Perelman School of Medicine at the University of Pennsylvania, Philadelphia, Pennsylvania.
Division of Child Neurology, Children's Hospital of Philadelphia, Philadelphia, Pennsylvania.
Ann Neurol. 2020 Aug;88(2):396-406. doi: 10.1002/ana.25797. Epub 2020 Jun 29.
Rett syndrome, CDKL5-deficiency disorder, FOXG1 disorder, and MECP2 duplication disorder are developmental encephalopathies with shared and distinct features. Although they are historically linked, no direct comparison has been performed. The first head-to-head comparison of clinical features in these conditions is presented.
Comprehensive clinical information was collected from 793 individuals enrolled in the Rett and Rett-Related Disorders Natural History Study. Clinical features including clinical severity, regression, and seizures were cross-sectionally compared between diagnoses to test the hypothesis that these are 4 distinct disorders.
Distinct patterns of clinical severity, seizure onset age, and regression were present. Individuals with CDKL5-deficency disorder were the most severely affected and had the youngest age at seizure onset (2 months), whereas children with MECP2 duplication syndrome had the oldest median age at seizure onset (64 months) and lowest severity scores. Rett syndrome and FOGX1 were intermediate in both features. Smaller head circumference correlates with increased severity in all disorders and earlier age at seizure onset in MECP2 duplication syndrome. Developmental regression occurred in all Rett syndrome participants (median = 18 months) but only 23 to 34% of the other disorders. Seizure incidence prior to the baseline visit was highest for CDKL5 deficiency disorder (96.2%) and lowest for Rett syndrome (47.5%). Other clinical features including seizure types and frequency differed among groups.

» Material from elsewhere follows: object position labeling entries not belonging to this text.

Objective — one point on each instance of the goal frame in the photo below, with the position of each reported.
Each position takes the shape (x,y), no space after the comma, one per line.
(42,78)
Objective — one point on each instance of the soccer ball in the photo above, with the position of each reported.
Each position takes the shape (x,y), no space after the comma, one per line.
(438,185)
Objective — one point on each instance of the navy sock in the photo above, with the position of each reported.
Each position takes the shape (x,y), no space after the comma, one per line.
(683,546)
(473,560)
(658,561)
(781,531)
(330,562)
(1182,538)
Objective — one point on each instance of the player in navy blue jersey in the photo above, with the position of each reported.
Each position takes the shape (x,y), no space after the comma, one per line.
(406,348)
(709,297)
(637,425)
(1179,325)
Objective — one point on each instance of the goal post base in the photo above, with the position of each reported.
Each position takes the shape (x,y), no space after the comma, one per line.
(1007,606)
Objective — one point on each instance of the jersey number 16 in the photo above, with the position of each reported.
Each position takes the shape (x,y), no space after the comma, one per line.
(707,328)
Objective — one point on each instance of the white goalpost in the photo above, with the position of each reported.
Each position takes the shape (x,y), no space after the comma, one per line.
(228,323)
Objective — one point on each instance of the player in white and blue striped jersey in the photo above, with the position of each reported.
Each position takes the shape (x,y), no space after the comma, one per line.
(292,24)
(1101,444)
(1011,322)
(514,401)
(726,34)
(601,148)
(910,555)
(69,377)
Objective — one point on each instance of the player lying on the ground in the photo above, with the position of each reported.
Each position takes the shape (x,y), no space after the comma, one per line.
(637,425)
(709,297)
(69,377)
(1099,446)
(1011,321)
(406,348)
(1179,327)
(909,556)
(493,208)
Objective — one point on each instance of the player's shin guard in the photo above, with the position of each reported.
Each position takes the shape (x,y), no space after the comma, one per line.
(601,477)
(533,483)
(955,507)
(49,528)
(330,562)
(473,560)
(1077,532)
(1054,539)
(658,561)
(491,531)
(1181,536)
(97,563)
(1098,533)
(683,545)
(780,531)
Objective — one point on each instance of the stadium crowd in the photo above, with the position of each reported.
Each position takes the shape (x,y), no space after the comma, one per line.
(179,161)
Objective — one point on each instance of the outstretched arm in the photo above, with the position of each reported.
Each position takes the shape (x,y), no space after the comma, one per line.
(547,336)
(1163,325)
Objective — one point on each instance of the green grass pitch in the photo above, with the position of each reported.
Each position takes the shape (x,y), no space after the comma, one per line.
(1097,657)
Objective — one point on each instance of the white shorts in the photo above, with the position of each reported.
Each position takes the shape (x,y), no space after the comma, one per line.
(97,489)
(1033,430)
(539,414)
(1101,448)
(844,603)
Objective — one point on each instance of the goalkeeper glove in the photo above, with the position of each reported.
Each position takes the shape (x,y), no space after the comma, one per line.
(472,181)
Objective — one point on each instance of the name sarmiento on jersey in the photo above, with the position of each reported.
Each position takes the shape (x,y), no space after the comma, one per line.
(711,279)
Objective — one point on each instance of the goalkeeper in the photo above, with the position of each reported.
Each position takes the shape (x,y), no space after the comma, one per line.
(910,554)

Although these developmental encephalopathies share many clinical features, clear differences in severity, regression, and seizures warrant considering them as unique disorders. These results will aid in the development of disease-specific severity scales, precise therapeutics, and future clinical trials. ANN NEUROL 2020;88:396-406.
雷特综合征、CDKL5 缺乏症、FOXG1 综合征和 MECP2 重复综合征是具有共同和不同特征的发育性脑病。虽然它们在历史上有联系,但没有进行过直接比较。本文首次对头对头比较这些疾病的临床特征。
从雷特综合征和相关疾病自然史研究中招募的 793 名患者中收集了全面的临床信息。对这些诊断的临床严重程度、退化和癫痫发作进行了横断面比较,以检验这些疾病是 4 种不同疾病的假设。
存在不同模式的临床严重程度、癫痫发作年龄和退化。CDKL5 缺乏症患者的病情最严重,癫痫发作年龄最小(2 个月),而 MECP2 重复综合征患儿癫痫发作年龄中位数最大(64 个月),严重程度评分最低。雷特综合征和 FOGX1 则处于两者之间。所有疾病的头围越小与严重程度越高以及 MECP2 重复综合征的癫痫发作年龄越小呈正相关。发育性退化发生在所有雷特综合征患者中(中位数=18 个月),但只有 23%至 34%的其他疾病患者出现这种情况。在基线检查之前,CDKL5 缺乏症的癫痫发作发生率最高(96.2%),而雷特综合征的发生率最低(47.5%)。其他临床特征,包括癫痫发作类型和频率,在各组之间存在差异。
尽管这些发育性脑病有许多共同的临床特征,但严重程度、退化和癫痫发作的明显差异表明它们是不同的疾病。这些结果将有助于制定疾病特异性严重程度量表、精确治疗方法和未来临床试验。